Linking Office and the Web Via Script
October 16, 2000
Note The code sample download originally included with this article is no longer available.
I get quite a few requests from customers about how best to integrate Microsoft Office documents and the Web. This can mean a multitude of requirements and expectations, but I thought I'd cover some of the ways that you can use script as the glue to integrate Office content within a Web application. I'm going to cover two main areas of Office integration:
- Generating Office content.
- Integrating Office content into a Web application.
To illustrate this, I'm going to use the mythical fabrikam.com Web application (and, of course, that means that no association with any real company, organization, product, domain name, e-mail address, logo, person, places, or events is intended or should be inferred), and I'll build on the simple example I covered in my April article. The fabrikam.com Web site allows script authors to upload useful scripts, which can be shared among other script authors who subscribe to the site. The plan was to integrate a billing mechanism for scripts at some point. Script authors would also be able to advertise their script-writing abilities, and fabrikam.com would link those authors to people who wanted to commission scripts.

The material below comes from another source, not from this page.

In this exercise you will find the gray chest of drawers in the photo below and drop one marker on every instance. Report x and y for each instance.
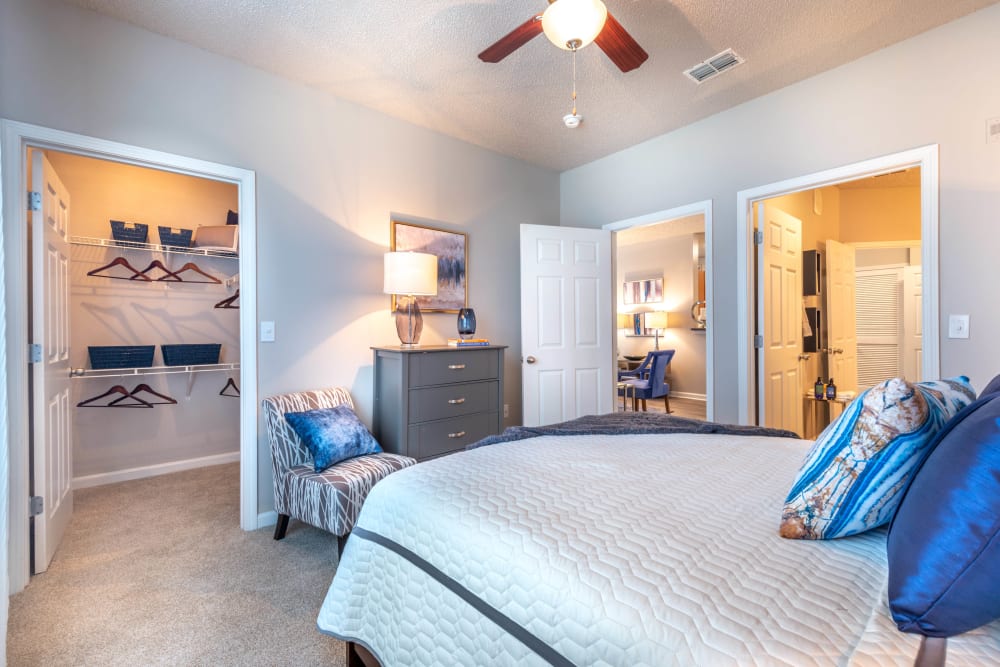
(432, 400)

For our purposes, imagine that the billing and matching functionalities are being developed—and some behind-the-scenes systems, invisible to the Web customer, must manage the legal requirements for prospective script vendors. In addition, reporting mechanisms are required so that the folks who actually run fabrikam.com can see what's going on.
To sign up a script vendor for the work-for-hire matching capabilities, we need the vendor to sign a contract and return it to fabrikam.com. In the future, this could all be done electronically; until that day arrives, a paper contract with the appropriate signatures is the only documentation that the fabrikam.com lawyers will accept.
Whenever a customer signs up to be a provider on the service, the fabrikam.com staff must cut and paste information from the sign-up Web page into a Microsoft Word document, which can then be sent to the applicant for signatures. The current workload makes this process acceptable, if not efficient, but as the business grows, the administrative staff will need a much more automated system. Automation will allow the administrative staff members to use their time more efficiently, and it will also cut down on the number of mistakes in each contract because the system will no longer rely on a manual, cut-and-paste transfer from one application to another. Since each contract may be changed to meet a customer's requirements, it's vital that each original contract be saved for future reference.
To meet the requirements of the administrative department and keep a copy of the contract, fabrikam.com has built a system using Active Server Pages (ASP) technology, Visual Basic Scripting Edition (VBScript), ActiveX Data Objects (ADO), SQL Server, and Microsoft Word 2000.
The key to building the system is the ability of Word 2000 to save and load documents in HTML. This ability allows the standard script running in an ASP page on the server to build up a Word document just as it would build a normal HTML page. By using the content type property on the Response object, you can ensure that the document will be rendered in Microsoft Word, which provides a number of advantages over plain HTML. In this application, it provides the ability to control the printing and margins (every contract I've seen has the most Byzantine margin settings), and allows you to embed Visual Basic for Applications (VBA) macros that take advantage of the Word object model.
To create the contract based on customer data, the fabrikam.com system uses two ASP pages: one to select the customer and the other to generate the contract and send a cover letter to the customer. The cover letter is based on a template, but the customer-service representative can add to it to meet the needs of the customer. Once the cover letter is complete, the customer-service representative clicks the Print button in Word. I considered storing only the data that is merged with the document, rather than saving the entire document, but because it's a contract, it's important that the exact file sent out to the customer be stored for future reference.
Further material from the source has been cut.